C'est déjà entendu pour certains, Serge Aurier est l'erreur de casting du recrutement du PSG. Jugé et condamné après trois matchs comme titulaire, la doublure de Gregory van der Wiel méritait qu'on défende son dossier.

Serge, ton sort devrait m'être indifférent. Je devrais te remercier pour ta passe décisive samedi, ta première de la saison, me rappeler que ton vrai « club de cœur » est 700km plus au sud et est entraîné par un type sur une glacière, attendre de toucher les 12 millions d'euros que ton nouveau club a cherché à soustraire au fair-play financier. Je devrais t'oublier, te laisser à ton sort, tu savais à quoi t'attendre ou alors tu es bien naïf. Tu sais bien que Paris n'a jamais rien pardonné. Paris est une ville qui n'accueille pas, elle met au défi, il faut devenir aussi dure qu'elle, sinon elle vous dévore et ne s'excuse même pas.
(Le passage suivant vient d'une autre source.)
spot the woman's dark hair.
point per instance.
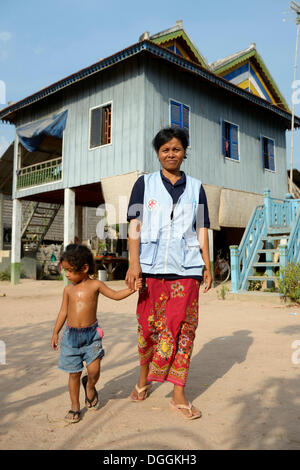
(167, 134)
(77, 256)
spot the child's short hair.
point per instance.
(78, 256)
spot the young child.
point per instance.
(82, 338)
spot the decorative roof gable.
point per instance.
(178, 41)
(247, 70)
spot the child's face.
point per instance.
(72, 275)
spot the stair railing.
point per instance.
(241, 256)
(293, 246)
(274, 213)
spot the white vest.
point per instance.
(170, 245)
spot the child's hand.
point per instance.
(139, 283)
(54, 342)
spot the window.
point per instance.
(267, 151)
(100, 130)
(230, 140)
(180, 115)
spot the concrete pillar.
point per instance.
(79, 223)
(211, 249)
(69, 216)
(16, 241)
(1, 220)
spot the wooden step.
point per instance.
(270, 238)
(278, 230)
(262, 278)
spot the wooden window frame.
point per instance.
(182, 106)
(104, 130)
(262, 137)
(223, 152)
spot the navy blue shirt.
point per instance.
(137, 198)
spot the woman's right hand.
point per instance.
(54, 342)
(133, 274)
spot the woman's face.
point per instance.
(171, 155)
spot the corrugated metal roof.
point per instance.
(8, 113)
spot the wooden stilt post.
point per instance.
(69, 216)
(69, 220)
(1, 220)
(16, 241)
(234, 268)
(16, 220)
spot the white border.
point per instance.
(261, 150)
(90, 122)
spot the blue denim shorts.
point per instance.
(78, 345)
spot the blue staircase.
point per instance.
(273, 231)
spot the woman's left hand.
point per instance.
(207, 280)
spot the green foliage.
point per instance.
(5, 275)
(255, 285)
(222, 292)
(289, 282)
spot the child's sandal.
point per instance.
(87, 400)
(139, 391)
(74, 418)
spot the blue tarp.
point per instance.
(31, 135)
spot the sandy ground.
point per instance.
(243, 377)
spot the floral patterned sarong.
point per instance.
(167, 315)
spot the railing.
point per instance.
(295, 190)
(242, 256)
(274, 214)
(40, 173)
(293, 246)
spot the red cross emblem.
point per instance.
(152, 204)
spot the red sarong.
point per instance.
(167, 314)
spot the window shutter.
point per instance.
(262, 151)
(175, 114)
(234, 150)
(271, 155)
(96, 126)
(222, 129)
(186, 119)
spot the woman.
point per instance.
(168, 247)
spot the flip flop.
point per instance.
(188, 407)
(87, 400)
(141, 390)
(74, 418)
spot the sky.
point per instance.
(44, 41)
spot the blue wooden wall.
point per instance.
(140, 90)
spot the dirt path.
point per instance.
(242, 377)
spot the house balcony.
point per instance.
(49, 171)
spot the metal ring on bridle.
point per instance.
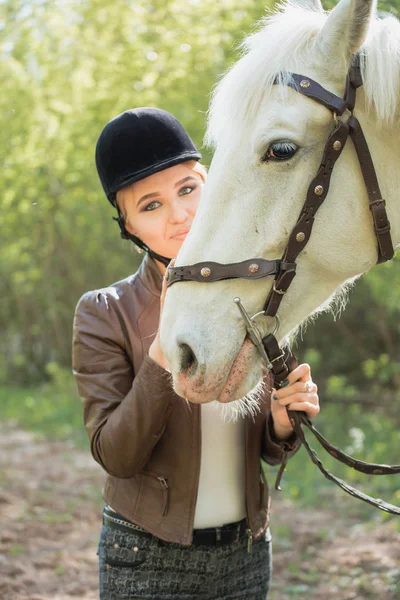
(277, 321)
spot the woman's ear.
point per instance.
(344, 32)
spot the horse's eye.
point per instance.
(280, 151)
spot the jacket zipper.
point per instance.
(165, 488)
(262, 485)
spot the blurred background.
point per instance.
(66, 68)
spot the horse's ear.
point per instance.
(315, 5)
(345, 29)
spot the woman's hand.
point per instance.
(155, 351)
(300, 393)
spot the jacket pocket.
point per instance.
(153, 500)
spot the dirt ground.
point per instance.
(50, 515)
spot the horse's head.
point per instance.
(269, 143)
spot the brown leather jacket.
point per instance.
(144, 436)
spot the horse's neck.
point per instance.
(384, 143)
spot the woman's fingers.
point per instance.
(300, 373)
(311, 409)
(299, 387)
(299, 398)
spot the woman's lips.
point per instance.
(180, 236)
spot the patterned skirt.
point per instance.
(133, 566)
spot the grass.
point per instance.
(53, 409)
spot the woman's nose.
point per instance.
(178, 213)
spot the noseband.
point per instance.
(282, 362)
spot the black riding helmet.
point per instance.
(135, 144)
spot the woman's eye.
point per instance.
(280, 151)
(152, 205)
(186, 190)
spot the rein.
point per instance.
(282, 362)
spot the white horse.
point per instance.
(252, 201)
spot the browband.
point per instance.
(207, 272)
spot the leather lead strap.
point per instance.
(281, 367)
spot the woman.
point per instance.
(186, 512)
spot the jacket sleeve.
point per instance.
(273, 449)
(124, 414)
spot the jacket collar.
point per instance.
(150, 275)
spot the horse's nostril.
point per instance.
(188, 358)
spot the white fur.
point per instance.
(249, 208)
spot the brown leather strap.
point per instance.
(281, 367)
(207, 272)
(376, 204)
(376, 502)
(301, 233)
(310, 88)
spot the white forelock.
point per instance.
(285, 35)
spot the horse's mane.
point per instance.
(279, 44)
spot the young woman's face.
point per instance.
(160, 208)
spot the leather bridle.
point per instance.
(282, 362)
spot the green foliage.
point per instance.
(367, 435)
(52, 408)
(65, 70)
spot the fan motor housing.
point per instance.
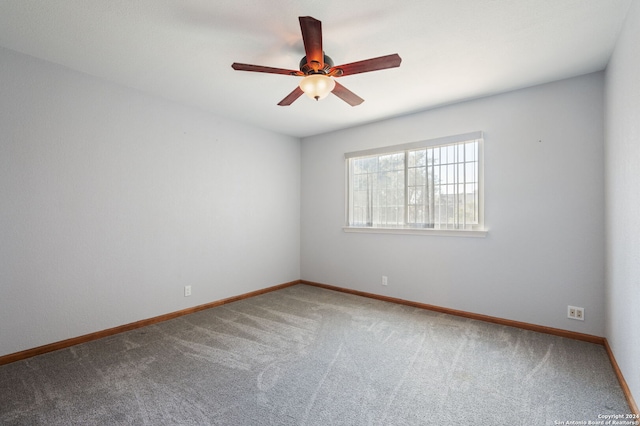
(307, 69)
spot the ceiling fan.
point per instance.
(318, 69)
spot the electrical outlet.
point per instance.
(575, 312)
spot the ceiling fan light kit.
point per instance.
(317, 86)
(318, 69)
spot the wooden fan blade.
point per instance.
(374, 64)
(288, 100)
(312, 39)
(346, 95)
(260, 68)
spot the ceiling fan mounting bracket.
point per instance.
(313, 67)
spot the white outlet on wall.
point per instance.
(575, 312)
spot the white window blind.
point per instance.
(434, 184)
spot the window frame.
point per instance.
(478, 230)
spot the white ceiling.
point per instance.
(451, 50)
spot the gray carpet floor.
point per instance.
(308, 356)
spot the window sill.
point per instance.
(418, 231)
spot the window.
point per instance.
(429, 185)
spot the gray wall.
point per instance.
(623, 200)
(112, 201)
(544, 191)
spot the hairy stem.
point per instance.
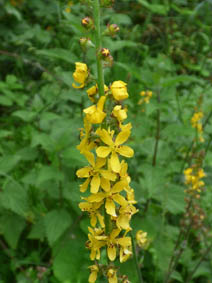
(140, 279)
(157, 136)
(98, 37)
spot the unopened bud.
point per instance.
(112, 29)
(105, 52)
(107, 3)
(87, 23)
(85, 43)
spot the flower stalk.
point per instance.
(98, 38)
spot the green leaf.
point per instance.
(6, 101)
(14, 197)
(59, 54)
(70, 258)
(12, 227)
(24, 115)
(8, 162)
(47, 173)
(38, 230)
(56, 222)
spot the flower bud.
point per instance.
(87, 23)
(105, 52)
(85, 43)
(107, 3)
(112, 29)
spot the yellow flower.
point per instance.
(141, 239)
(94, 113)
(119, 90)
(95, 244)
(146, 97)
(110, 196)
(96, 176)
(93, 211)
(114, 147)
(113, 242)
(124, 216)
(85, 145)
(111, 275)
(80, 75)
(94, 272)
(119, 113)
(92, 91)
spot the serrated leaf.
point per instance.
(8, 162)
(47, 173)
(56, 222)
(14, 197)
(6, 101)
(58, 53)
(24, 115)
(71, 258)
(38, 230)
(12, 227)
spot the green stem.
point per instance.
(98, 37)
(140, 279)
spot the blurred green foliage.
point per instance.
(163, 46)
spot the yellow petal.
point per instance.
(95, 184)
(83, 172)
(100, 162)
(120, 199)
(115, 163)
(96, 197)
(105, 184)
(105, 137)
(108, 175)
(111, 252)
(93, 220)
(84, 186)
(100, 104)
(122, 137)
(125, 151)
(110, 207)
(90, 157)
(103, 151)
(125, 241)
(101, 220)
(92, 277)
(118, 187)
(123, 222)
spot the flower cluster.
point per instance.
(68, 8)
(142, 239)
(146, 96)
(193, 178)
(110, 202)
(197, 124)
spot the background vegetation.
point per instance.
(163, 46)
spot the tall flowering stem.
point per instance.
(110, 200)
(98, 38)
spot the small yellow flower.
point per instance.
(119, 90)
(94, 113)
(96, 176)
(80, 75)
(111, 196)
(124, 216)
(94, 213)
(92, 91)
(114, 147)
(111, 275)
(141, 239)
(94, 272)
(95, 244)
(119, 113)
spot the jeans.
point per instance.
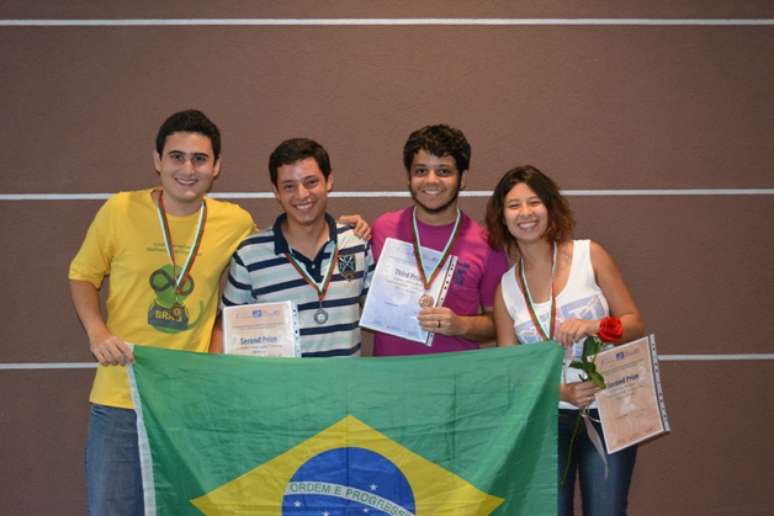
(113, 477)
(600, 497)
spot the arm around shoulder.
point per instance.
(619, 299)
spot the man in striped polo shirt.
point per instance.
(305, 257)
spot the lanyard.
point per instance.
(167, 233)
(427, 279)
(321, 288)
(524, 287)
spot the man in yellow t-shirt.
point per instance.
(164, 249)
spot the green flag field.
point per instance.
(467, 433)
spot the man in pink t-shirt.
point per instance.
(436, 158)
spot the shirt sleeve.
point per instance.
(93, 260)
(496, 266)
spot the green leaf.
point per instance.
(591, 346)
(597, 378)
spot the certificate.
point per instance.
(263, 329)
(393, 301)
(631, 407)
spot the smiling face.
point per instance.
(187, 168)
(524, 214)
(302, 191)
(435, 183)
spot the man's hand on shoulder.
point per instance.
(359, 225)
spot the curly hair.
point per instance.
(439, 140)
(560, 217)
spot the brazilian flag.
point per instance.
(467, 433)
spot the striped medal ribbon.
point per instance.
(320, 315)
(524, 287)
(185, 271)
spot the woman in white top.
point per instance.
(559, 289)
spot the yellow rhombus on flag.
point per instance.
(321, 474)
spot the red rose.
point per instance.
(610, 329)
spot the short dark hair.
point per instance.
(560, 218)
(189, 121)
(296, 149)
(439, 140)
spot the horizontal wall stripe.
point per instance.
(741, 357)
(716, 358)
(47, 365)
(343, 22)
(645, 192)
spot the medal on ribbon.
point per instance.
(347, 266)
(426, 300)
(321, 314)
(524, 287)
(182, 276)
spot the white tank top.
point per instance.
(581, 298)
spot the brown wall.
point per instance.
(597, 107)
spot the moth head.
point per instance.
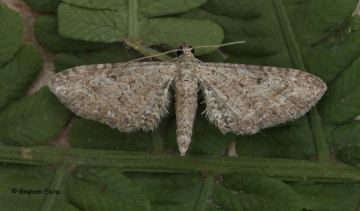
(184, 49)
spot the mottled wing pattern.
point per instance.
(128, 96)
(246, 98)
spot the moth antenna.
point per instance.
(217, 46)
(203, 112)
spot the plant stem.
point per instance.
(133, 21)
(58, 179)
(291, 170)
(205, 192)
(322, 148)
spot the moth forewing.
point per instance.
(246, 98)
(129, 96)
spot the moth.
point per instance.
(239, 98)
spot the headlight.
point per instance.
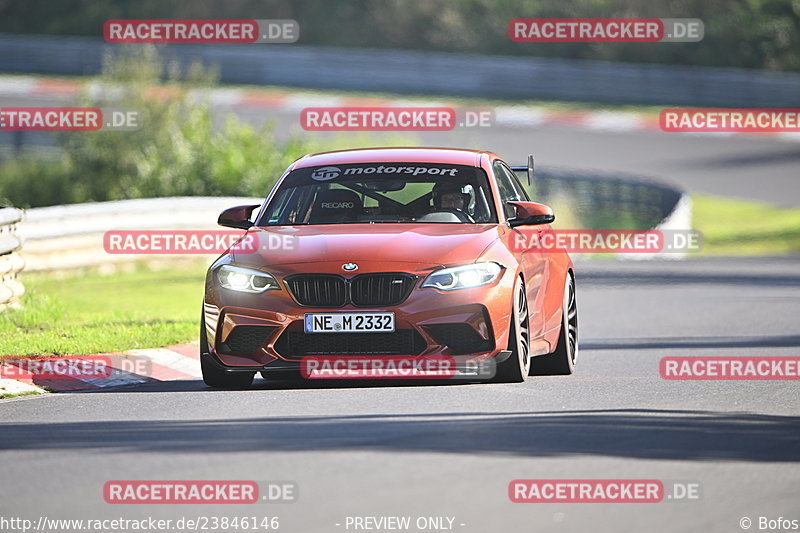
(245, 279)
(463, 277)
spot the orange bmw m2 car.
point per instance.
(409, 252)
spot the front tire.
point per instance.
(516, 368)
(561, 362)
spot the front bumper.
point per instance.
(265, 331)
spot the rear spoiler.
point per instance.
(528, 170)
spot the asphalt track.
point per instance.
(374, 449)
(418, 450)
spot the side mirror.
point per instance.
(237, 217)
(530, 214)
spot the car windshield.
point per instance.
(382, 193)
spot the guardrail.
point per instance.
(404, 71)
(71, 236)
(11, 264)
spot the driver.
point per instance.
(450, 196)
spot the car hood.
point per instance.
(429, 244)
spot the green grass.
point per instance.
(90, 313)
(742, 227)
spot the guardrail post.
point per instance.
(11, 263)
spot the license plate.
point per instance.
(349, 322)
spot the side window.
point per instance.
(510, 189)
(522, 195)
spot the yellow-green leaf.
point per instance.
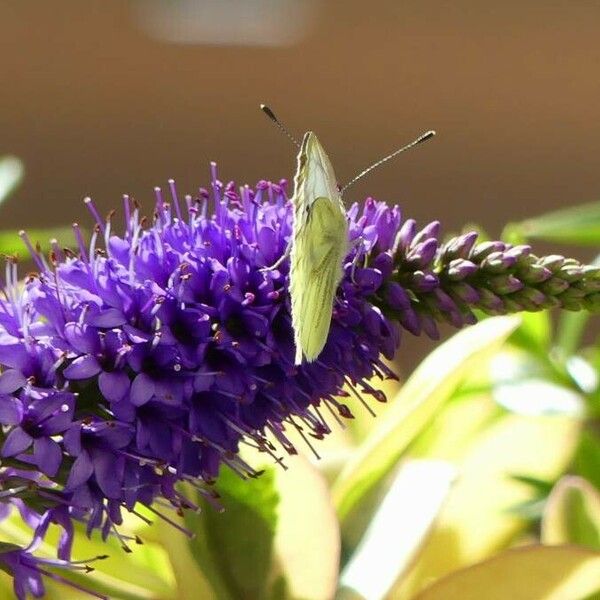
(11, 173)
(307, 540)
(574, 225)
(421, 396)
(529, 573)
(477, 520)
(572, 514)
(400, 525)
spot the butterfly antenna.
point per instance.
(422, 138)
(279, 124)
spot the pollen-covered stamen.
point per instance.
(80, 243)
(89, 203)
(359, 397)
(166, 519)
(32, 251)
(173, 190)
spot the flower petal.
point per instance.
(81, 471)
(11, 410)
(17, 441)
(11, 380)
(114, 386)
(142, 389)
(83, 367)
(48, 455)
(110, 317)
(108, 469)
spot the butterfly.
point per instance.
(319, 242)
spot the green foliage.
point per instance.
(480, 480)
(234, 548)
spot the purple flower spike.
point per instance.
(138, 361)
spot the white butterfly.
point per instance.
(319, 241)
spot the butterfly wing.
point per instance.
(316, 271)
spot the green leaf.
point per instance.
(402, 522)
(234, 548)
(422, 395)
(528, 573)
(576, 225)
(476, 521)
(307, 543)
(535, 332)
(11, 173)
(572, 514)
(11, 243)
(587, 459)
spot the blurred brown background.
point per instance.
(104, 97)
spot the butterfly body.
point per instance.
(319, 246)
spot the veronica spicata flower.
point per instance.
(143, 359)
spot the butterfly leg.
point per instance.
(360, 253)
(283, 257)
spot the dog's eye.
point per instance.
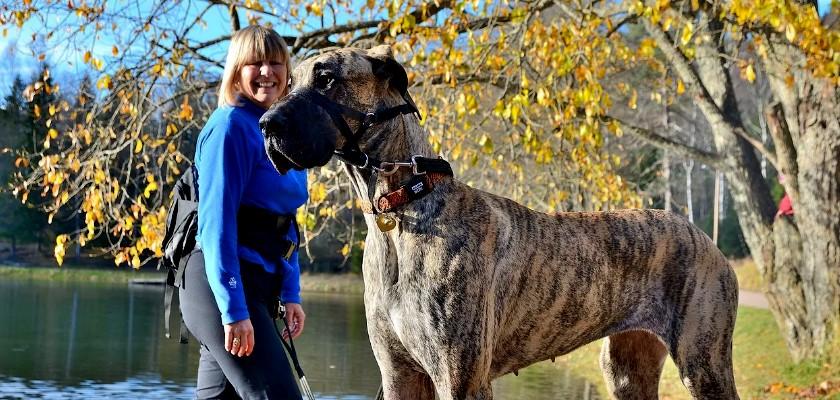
(324, 80)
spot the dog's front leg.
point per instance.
(400, 380)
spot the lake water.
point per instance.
(84, 340)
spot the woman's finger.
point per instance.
(229, 338)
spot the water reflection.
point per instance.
(83, 340)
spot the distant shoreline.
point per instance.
(326, 283)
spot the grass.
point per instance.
(763, 367)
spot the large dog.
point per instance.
(470, 286)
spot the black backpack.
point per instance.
(254, 227)
(179, 239)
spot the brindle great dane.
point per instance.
(471, 286)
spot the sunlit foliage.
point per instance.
(518, 95)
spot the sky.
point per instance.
(67, 66)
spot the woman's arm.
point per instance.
(224, 168)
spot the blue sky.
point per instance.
(16, 49)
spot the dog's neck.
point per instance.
(395, 140)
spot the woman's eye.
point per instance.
(324, 81)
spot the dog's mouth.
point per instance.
(282, 162)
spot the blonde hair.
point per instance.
(251, 44)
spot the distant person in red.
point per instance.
(785, 205)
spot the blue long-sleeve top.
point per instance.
(233, 169)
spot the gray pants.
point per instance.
(266, 373)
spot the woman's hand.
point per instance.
(239, 337)
(294, 319)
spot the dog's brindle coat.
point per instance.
(471, 286)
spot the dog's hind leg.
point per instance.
(632, 362)
(408, 384)
(703, 353)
Avec ton titre de meilleur arrière droit de Ligue 1, tu es monté « à la capitale » avec des références. Tu étais le défenseur le plus décisif des cinq grands championnats la saison dernière, tu sautais haut, courait vite, défendais dur, tu avais du caractère, tu bénéficiais même d'une lettre de recommandation de Didier Drogba. Mais moi, j'ai senti tout de suite que tu n'étais pas complément le bienvenu. Du moins pas plus désiré que cela. Dans un club qui a parfois connu des saisons aussi fades qu'un repas de la Sodexo, on ne réclame aujourd'hui que caviar et truffes noires à tous les repas. Gavés de mets exotiques plus chers les uns que les autres, le supporter parisien (enfin, ce qu'il est devenu) ne veut boire que des grands crus pour faire glisser. Il a oublié qu'il était parfois heureux de prendre un verre de Pichot ou se resservir une cuvée Jallet ou Ceará. Il a même toujours caché dans sa cave un château Mendy. Sauf que pour lui, le plaisir est maintenant dans l'étiquette et dans l'addition ronflante. Toi, tu n'es à ses yeux qu'un petit vin de région, un Fronton surpayé tout juste bon à assouvir la soif de supporters habitués au cubi.
Patience zéro
Alors, il t'attendait au tournant, prêt à ricaner et à te signifier qu'il attendait autre chose d'un des deux seuls achats de son été, frustré qu'il est de ne pas avoir fait chauffer la Gold de QSI. Il a même fait de Van der Wiel une statue indéboulonnable après l'avoir longtemps traité au mieux avec une douce indifférence. Laurent......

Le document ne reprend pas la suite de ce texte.